On Tue, Mar 05, 2002 at 05:03:16PM -0500, Jeff Trawick wrote:
> > >   axe the entry on graceful restart problems with worker
> > >   
> > >   I was too stupid to read the code to determine that the accept mutex
> > >   failure log messages were harmless and not indicative of a real problem.
> > >   
> > >   I'll try to understand the conditions where I'm seeing connections
> > >   dropped.
> > 
> > I suspect these are one and the same problem. 
> 
> What do you mean by "these"?

I was referring to the dropped connections and the errors on mutex acquire.

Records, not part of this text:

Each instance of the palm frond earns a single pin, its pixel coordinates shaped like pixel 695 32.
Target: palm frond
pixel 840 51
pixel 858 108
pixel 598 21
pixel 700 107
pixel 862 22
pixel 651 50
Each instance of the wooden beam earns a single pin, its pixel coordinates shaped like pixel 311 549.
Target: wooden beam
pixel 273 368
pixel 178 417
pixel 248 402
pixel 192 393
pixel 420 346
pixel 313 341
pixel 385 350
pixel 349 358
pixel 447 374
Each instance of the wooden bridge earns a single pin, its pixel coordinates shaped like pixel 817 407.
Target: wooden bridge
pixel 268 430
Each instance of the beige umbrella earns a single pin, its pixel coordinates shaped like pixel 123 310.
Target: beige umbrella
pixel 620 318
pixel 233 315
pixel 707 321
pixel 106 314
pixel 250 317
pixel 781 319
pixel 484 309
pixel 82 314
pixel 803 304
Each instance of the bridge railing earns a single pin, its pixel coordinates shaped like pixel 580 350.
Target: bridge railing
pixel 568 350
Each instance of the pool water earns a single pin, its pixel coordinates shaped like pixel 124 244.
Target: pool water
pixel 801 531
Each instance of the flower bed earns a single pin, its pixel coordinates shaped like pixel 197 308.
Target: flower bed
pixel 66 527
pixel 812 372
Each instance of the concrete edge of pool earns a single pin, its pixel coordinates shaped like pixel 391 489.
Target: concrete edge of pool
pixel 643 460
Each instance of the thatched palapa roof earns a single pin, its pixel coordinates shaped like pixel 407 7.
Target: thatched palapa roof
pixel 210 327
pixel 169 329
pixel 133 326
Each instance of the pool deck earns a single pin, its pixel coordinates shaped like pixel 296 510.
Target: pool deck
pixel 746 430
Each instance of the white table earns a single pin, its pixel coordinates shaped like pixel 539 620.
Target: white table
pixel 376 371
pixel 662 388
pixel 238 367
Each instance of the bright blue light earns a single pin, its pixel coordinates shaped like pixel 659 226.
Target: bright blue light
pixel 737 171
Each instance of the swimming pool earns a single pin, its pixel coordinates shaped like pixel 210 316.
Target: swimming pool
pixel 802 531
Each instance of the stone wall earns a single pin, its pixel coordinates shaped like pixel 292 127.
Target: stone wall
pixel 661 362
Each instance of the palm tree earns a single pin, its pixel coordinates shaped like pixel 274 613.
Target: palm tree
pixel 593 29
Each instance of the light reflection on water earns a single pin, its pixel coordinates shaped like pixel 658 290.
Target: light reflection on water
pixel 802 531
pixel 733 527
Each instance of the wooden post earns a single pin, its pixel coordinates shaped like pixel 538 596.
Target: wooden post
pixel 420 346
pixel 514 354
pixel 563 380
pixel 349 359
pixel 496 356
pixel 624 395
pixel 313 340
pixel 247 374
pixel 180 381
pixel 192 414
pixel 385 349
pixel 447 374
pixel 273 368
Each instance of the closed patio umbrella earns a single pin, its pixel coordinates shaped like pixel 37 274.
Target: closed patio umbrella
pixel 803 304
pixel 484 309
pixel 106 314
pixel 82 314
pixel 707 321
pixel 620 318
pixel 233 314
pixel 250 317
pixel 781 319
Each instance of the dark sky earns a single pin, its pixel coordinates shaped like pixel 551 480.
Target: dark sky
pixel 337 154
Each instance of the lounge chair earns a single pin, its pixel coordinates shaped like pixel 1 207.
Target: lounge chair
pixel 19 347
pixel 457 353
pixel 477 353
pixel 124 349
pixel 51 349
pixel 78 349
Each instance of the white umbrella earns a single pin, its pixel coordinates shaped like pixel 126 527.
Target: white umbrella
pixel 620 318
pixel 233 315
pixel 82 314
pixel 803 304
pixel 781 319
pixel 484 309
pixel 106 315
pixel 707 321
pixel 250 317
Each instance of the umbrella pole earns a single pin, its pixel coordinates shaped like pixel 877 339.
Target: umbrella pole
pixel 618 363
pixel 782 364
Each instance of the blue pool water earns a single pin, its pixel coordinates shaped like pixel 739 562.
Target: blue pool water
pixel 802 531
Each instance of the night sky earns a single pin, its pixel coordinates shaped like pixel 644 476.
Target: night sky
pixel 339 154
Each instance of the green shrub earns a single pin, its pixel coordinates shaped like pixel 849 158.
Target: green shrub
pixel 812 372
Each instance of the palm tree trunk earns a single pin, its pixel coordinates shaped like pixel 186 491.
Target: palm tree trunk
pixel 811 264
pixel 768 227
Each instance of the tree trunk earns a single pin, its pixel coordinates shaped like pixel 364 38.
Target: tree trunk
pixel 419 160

> >                              When we get a failure
> > while trying to acquire a mutex it probably means that the mutex was
> > already destroyed. Is it possible that we also destroyed the fdqueue
> > while there were connections waiting to be picked up by a worker?
> 
> worker threads exit as soon as workers_may_exit is set...  I don't see
> any logic to make sure we don't lose any accepted connections (stuff
> in the queue)
> 
> so yes, it looks normal to destroy worker_queue without looking to see
> if any accepted connections are in the queue
> 
> Once the listener thread realizes that we're terminating and it will
> no longer call accept, it needs some way to trigger an error on the
> queue so that once the last connection is dequeued by a worker thread
> subsequent pop operations fail in a way that worker treads know they
> should exit.  And instead of exiting as soon as workers_may_exit is
> set, worker threads should exit once they get the magic queue-is-dead
> error from a pop operation.

I would agree that this is a limitation of the current fdqueue logic
and that it is a bug. I had some code that did something similiar to
what you were talking about, but it was related to a different worker
implementtion variant. If I get some time I'll try to take a look.